Difficulties Bring Out the Best and the Worst

I have come to the conclusion that difficulties bring out the best and the worst in human nature. Among the best, is the inspiring commitment and compassion of doctors, nurses and hospital staff that put their lives on the line every day trying to save the lives of Covid-19 patients. That also goes for the dedication of front line responders like those who work with EMS, police and fire department servants who give so unselfishly of themselves for the sake of the community.

Examples of the worst in human nature are those who live only for themselves, who put their own personal interest and desires above their concern for the impact their careless actions have upon others. They make no personal sacrifices, have no empathy or compassion for the suffering and dying and are determined to live their lives as they so desire no matter what.

Dietrich Bonhoffer, a German pastor, theologian and anti-Nazi dissident lived in the dark days of Hitler’s regime. From the beginning, he was involved in protests against Hitler’s attack on Jews and was part of the movement to overthrow the dictator. He, of course was arrested, put in prison and executed. But not before his powerful letters from Prison found their way into free society.

As an astute spiritual leader observing the good and bad that traumatic times bring out in human beings, Bonhoffer wrote an article on “Stupidity” that seems to fit some of what we are observing in our own traumatic day. Read and ponder his words.

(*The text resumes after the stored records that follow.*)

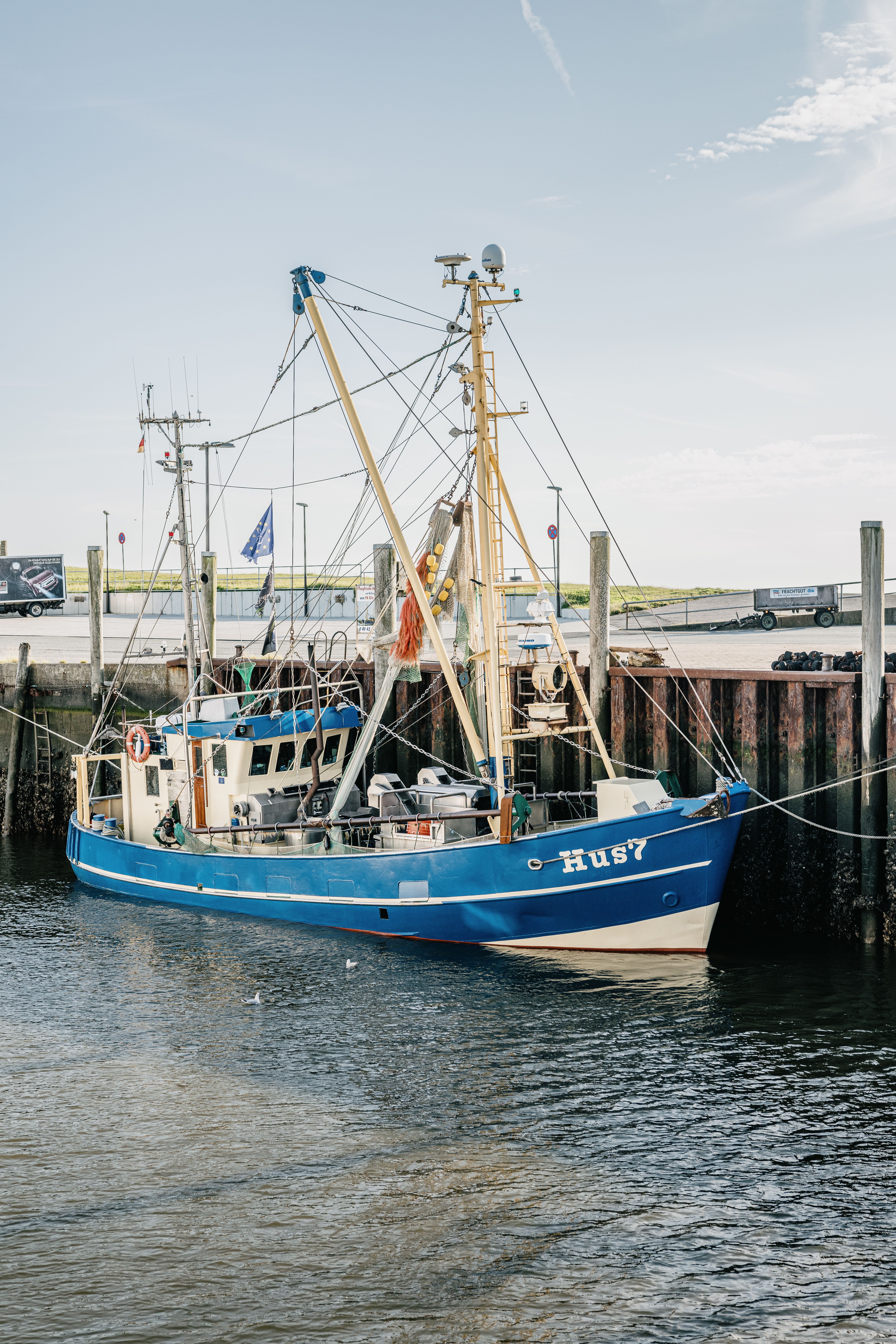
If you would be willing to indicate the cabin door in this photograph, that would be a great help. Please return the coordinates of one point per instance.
(199, 784)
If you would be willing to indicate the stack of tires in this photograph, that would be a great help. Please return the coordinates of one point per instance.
(848, 662)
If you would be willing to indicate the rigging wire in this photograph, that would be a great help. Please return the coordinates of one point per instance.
(722, 744)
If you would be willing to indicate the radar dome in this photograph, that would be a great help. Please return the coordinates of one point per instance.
(494, 259)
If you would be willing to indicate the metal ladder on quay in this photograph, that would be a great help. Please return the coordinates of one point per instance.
(198, 631)
(527, 749)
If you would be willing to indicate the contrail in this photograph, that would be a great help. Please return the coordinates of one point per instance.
(547, 42)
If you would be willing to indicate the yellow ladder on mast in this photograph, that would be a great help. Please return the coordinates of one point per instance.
(496, 545)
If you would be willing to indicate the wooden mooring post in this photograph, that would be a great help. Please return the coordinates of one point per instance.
(600, 638)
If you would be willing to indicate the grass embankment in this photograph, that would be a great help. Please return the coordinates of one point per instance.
(577, 595)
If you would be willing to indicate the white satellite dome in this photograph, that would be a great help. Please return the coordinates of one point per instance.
(494, 259)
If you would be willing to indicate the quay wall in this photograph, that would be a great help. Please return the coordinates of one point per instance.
(788, 733)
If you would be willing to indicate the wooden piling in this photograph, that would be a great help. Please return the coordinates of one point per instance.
(874, 792)
(15, 739)
(600, 639)
(209, 608)
(385, 603)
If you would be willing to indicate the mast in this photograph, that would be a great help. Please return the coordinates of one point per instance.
(492, 490)
(490, 513)
(179, 467)
(303, 276)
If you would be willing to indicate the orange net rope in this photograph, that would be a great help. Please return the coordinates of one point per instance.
(406, 651)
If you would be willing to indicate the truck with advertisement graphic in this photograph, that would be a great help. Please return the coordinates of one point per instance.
(821, 599)
(32, 584)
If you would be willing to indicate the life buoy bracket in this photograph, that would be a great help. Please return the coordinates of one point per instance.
(138, 744)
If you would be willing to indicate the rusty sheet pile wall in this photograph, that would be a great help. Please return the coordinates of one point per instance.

“Stupidity is a more dangerous enemy of the good than malice. One may protest against evil; it can be exposed and, if need be, prevented by use of force. Evil always carries within itself the germ of its own subversion in that it leaves behind in human beings at least a sense of unease. Against stupidity we are defenseless. Neither protests nor the use of force accomplish anything here; reasons fall on deaf ears; facts that contradict one’s prejudgment simply need not be believed – in such moments the stupid person even becomes critical – and when facts are irrefutable they are just pushed aside as inconsequential, as incidental. In all this the stupid person, in contrast to the malicious one, is utterly self-satisfied and, being easily irritated, becomes dangerous by going on the attack. For that reason, greater caution is called for when dealing with a stupid person than with a malicious one. Never again will we try to persuade the stupid person with reasons, for it is senseless and dangerous.”

James, the brother of our Lord wrote, “If any of you lacks wisdom, he should ask God, who gives generously to all without finding fault, and it will be given to him.”